In eukaryotes, two signatures marked the differences between canonical Dicer and NCDLs: double RNase III domains and Dicer dimerisation domain. If we suppose the additional RIIID was added in two possible steps depending on the order of gaining domains: firstly evolving into double a RIIIDs structure either like TYPE6 (Figure 6B), or through TYPE5 by gaining Dicer dimerisation domain first (Figure 6C). The RIIID tree indicated most S8 and S9 RIIIDs were already very similar to S1/3 and S2/4 respectively. Interestingly, the S10 RIIIDs in TYPE5 were very similar to S12 RIIID while their Dicer dimerisation domains were similar to the ones in canonical Dicers. So far, TYPE5 became an important middle-type during canonical Dicers evolution. Till these stages, neither TYPE5 nor 6 proteins became functional and left in the genomes as very rare cases. Another supported was that S7 from TYPE5 were all closer to S6 in TYPE4 than RIIIDs in canonical Dicers indicating RIIID duplication. TYPE5 proteins were relatively rare, only 13 sequences somehow in a variety of Taxa including one Oomycete, one Zygomycete, two Pezizomycetes, three Pucciniomycetes and six Agaricomycetes. After that, NCDLs gained the second RIIIDs and then RBSs became canonical Dicers. There was no middle type of one RIIID, one Dicer dimerisation domain and one following RBD, really suggested that TYPE2 structure should came from TYPE1 in higher kingdom of plant and animal (Figure 6, red box). It is still not solid to determent that canonical Dicers and NCDLs evolved through which way with current proves. Never the less, by logical, TYPE4 to TYPE6 direction would be easier to explain the evolution paths of all types. There were other protein types found in plant and animal that could also be included in these middle types and paths.

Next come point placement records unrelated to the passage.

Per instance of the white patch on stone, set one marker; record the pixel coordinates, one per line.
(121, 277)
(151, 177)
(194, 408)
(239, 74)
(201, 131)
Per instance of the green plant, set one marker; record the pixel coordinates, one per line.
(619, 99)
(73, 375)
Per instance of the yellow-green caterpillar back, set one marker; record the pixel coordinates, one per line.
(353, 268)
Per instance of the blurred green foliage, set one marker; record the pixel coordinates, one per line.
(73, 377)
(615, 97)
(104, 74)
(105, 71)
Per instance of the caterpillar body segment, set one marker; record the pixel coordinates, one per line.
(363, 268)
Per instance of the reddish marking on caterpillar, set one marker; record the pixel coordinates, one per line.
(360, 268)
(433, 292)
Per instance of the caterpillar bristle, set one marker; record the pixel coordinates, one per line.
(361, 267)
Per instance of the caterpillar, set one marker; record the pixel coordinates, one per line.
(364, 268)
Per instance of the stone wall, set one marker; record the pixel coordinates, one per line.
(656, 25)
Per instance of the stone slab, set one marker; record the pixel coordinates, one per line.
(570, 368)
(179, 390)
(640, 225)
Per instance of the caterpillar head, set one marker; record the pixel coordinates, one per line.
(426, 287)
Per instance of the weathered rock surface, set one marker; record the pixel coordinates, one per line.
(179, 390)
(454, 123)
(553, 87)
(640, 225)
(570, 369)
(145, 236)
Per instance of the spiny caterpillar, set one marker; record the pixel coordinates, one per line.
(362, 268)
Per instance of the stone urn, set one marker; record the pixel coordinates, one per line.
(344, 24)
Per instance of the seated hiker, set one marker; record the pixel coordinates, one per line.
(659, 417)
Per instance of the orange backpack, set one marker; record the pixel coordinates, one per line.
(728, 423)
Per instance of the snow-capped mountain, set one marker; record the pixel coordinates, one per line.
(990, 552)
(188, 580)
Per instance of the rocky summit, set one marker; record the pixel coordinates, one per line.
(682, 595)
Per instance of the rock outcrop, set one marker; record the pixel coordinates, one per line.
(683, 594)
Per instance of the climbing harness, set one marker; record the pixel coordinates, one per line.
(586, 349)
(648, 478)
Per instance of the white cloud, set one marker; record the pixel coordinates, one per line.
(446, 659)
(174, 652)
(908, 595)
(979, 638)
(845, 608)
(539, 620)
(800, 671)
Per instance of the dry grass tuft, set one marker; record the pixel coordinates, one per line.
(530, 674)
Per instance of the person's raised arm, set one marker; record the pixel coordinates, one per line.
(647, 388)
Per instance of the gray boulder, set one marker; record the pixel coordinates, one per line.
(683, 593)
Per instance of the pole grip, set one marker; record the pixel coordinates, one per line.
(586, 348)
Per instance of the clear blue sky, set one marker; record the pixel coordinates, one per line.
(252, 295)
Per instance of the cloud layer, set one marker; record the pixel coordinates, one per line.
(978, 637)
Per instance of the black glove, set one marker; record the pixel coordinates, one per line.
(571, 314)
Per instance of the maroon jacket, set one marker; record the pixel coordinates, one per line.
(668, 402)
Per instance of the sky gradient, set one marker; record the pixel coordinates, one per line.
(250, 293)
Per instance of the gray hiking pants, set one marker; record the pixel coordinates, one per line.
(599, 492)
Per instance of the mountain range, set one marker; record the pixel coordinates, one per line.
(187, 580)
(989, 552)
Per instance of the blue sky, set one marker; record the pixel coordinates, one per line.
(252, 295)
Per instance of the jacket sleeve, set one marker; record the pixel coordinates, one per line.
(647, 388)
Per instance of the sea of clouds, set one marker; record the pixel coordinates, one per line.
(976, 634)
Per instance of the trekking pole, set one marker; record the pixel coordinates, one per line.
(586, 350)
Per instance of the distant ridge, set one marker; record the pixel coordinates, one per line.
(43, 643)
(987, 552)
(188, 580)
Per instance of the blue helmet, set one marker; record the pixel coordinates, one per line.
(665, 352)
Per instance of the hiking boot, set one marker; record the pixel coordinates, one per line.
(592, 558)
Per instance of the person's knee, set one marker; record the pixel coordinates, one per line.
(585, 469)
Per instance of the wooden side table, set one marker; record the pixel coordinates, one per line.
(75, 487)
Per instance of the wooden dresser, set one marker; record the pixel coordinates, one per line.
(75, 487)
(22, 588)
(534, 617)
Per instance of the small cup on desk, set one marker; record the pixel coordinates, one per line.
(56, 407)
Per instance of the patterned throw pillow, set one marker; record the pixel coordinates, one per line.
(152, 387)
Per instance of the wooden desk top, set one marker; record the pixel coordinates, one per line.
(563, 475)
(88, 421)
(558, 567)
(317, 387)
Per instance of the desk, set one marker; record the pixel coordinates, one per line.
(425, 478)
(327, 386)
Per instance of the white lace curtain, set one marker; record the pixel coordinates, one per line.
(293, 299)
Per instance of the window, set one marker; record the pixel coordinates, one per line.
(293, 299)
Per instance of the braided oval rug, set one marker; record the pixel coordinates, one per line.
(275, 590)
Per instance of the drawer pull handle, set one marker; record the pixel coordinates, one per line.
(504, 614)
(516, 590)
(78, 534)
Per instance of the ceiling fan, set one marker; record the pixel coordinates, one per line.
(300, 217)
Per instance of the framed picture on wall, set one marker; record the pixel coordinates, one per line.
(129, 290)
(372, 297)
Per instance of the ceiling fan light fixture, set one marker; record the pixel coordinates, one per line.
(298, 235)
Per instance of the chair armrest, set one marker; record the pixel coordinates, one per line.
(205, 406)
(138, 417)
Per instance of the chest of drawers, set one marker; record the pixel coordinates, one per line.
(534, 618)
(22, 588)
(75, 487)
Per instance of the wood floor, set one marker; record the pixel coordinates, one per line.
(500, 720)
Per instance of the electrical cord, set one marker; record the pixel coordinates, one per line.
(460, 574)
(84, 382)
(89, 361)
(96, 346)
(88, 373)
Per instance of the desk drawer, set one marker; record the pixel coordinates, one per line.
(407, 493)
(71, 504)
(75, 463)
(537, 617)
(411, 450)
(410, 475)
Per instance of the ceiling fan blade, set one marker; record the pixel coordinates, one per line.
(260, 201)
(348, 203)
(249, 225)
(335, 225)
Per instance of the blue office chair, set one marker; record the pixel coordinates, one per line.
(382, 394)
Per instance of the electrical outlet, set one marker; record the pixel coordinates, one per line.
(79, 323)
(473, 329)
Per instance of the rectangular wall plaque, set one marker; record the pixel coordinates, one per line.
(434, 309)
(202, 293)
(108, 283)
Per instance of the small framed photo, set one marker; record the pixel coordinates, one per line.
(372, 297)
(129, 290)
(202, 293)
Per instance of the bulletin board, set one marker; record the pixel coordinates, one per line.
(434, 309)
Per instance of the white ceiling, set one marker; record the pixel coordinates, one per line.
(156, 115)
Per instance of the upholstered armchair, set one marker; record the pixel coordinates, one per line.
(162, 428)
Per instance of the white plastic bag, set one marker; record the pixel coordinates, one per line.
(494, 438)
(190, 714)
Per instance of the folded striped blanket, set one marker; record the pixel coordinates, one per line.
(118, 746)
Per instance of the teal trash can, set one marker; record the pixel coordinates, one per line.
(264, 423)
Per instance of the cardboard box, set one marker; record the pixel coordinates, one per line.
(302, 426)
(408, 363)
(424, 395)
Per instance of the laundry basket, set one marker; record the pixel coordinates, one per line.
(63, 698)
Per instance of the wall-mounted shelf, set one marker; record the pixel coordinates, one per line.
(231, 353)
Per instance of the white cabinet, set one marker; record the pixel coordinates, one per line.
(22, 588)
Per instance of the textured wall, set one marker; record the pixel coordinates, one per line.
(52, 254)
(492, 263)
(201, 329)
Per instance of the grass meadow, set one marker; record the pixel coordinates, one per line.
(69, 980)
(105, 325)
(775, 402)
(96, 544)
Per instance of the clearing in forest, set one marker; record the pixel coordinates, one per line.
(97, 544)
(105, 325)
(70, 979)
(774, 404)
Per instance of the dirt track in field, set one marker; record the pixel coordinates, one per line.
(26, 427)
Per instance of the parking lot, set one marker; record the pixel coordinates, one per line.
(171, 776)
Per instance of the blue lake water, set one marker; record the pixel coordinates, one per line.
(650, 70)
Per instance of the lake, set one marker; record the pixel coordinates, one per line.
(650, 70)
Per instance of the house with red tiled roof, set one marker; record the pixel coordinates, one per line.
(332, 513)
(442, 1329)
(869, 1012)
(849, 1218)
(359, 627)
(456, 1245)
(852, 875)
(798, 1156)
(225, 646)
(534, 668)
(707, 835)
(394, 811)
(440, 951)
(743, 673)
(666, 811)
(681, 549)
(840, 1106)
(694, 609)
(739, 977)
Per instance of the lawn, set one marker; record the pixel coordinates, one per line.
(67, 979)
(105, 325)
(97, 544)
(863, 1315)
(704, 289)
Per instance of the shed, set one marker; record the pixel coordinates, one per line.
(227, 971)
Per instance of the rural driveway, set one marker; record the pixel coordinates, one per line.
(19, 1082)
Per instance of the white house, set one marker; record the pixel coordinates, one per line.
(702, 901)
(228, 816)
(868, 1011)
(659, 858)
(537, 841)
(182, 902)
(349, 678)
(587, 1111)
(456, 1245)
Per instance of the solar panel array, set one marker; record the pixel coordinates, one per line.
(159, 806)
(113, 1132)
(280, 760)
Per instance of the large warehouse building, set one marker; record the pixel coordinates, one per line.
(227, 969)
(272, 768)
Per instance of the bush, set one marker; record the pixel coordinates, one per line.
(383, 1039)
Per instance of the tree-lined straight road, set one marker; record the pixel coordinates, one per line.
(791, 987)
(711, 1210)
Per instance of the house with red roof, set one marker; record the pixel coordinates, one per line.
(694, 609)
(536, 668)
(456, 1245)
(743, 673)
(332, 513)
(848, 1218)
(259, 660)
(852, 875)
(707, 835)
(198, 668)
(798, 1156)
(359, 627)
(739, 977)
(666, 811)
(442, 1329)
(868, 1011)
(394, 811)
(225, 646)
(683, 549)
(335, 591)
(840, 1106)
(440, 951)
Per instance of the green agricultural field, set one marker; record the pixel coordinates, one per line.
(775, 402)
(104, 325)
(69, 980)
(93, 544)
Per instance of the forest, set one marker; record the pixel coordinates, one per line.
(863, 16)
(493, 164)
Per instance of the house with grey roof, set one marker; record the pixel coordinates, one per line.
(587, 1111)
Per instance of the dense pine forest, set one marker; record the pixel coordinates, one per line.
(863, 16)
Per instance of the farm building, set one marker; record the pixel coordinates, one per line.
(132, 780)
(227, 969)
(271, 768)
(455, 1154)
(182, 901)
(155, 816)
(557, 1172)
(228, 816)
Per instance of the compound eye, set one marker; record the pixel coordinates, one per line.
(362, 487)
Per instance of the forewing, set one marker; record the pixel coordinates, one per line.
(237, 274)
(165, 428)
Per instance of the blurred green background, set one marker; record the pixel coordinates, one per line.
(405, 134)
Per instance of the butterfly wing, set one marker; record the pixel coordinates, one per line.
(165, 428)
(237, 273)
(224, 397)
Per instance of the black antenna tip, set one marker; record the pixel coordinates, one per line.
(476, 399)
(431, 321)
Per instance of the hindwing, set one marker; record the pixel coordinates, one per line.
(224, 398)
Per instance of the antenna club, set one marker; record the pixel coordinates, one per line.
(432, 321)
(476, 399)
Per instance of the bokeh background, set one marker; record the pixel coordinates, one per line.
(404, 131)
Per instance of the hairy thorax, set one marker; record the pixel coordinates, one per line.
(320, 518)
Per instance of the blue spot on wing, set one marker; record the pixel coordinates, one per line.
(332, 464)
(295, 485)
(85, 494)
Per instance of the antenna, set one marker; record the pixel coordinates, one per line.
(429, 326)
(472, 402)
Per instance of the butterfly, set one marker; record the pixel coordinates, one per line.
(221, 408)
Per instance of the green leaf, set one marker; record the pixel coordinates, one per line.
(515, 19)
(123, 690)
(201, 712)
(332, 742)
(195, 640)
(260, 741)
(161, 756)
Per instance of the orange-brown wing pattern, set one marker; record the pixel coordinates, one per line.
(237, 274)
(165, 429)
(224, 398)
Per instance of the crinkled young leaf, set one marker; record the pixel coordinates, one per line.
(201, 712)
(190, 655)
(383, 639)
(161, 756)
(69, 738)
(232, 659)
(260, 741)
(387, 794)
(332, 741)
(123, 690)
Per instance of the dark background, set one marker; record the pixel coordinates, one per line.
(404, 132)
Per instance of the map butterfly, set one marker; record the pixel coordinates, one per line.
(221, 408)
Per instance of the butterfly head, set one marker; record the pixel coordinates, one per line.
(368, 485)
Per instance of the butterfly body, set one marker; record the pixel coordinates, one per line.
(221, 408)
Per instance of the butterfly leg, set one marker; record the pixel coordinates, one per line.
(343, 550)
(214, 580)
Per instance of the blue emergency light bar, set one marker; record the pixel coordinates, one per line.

In conclusion, we identified classified the RNase III-containing proteins in fungi by domain structures. The different types reflected their function as well as their occurrence among the taxa. There were regions of sequence variations between two RIIIDs of canonical Dicers correlated with CHCC motif. By RIIID and RBD relationships, possible evolution paths included all protein types were indicated. From the simplest form (TYPE8) there were two distinguish directions: canonical Dicers (TYPE1, and TYPE2), non-canonical Dicers (TYPE3) and Dicer-like proteins (TYPE4 to 8). They consistently accumulated the essential domains by different strategy in each direction. And different directions have different evolution outcomes with different functions, and build up the complex and diverse RNase III family including canonical Dicer.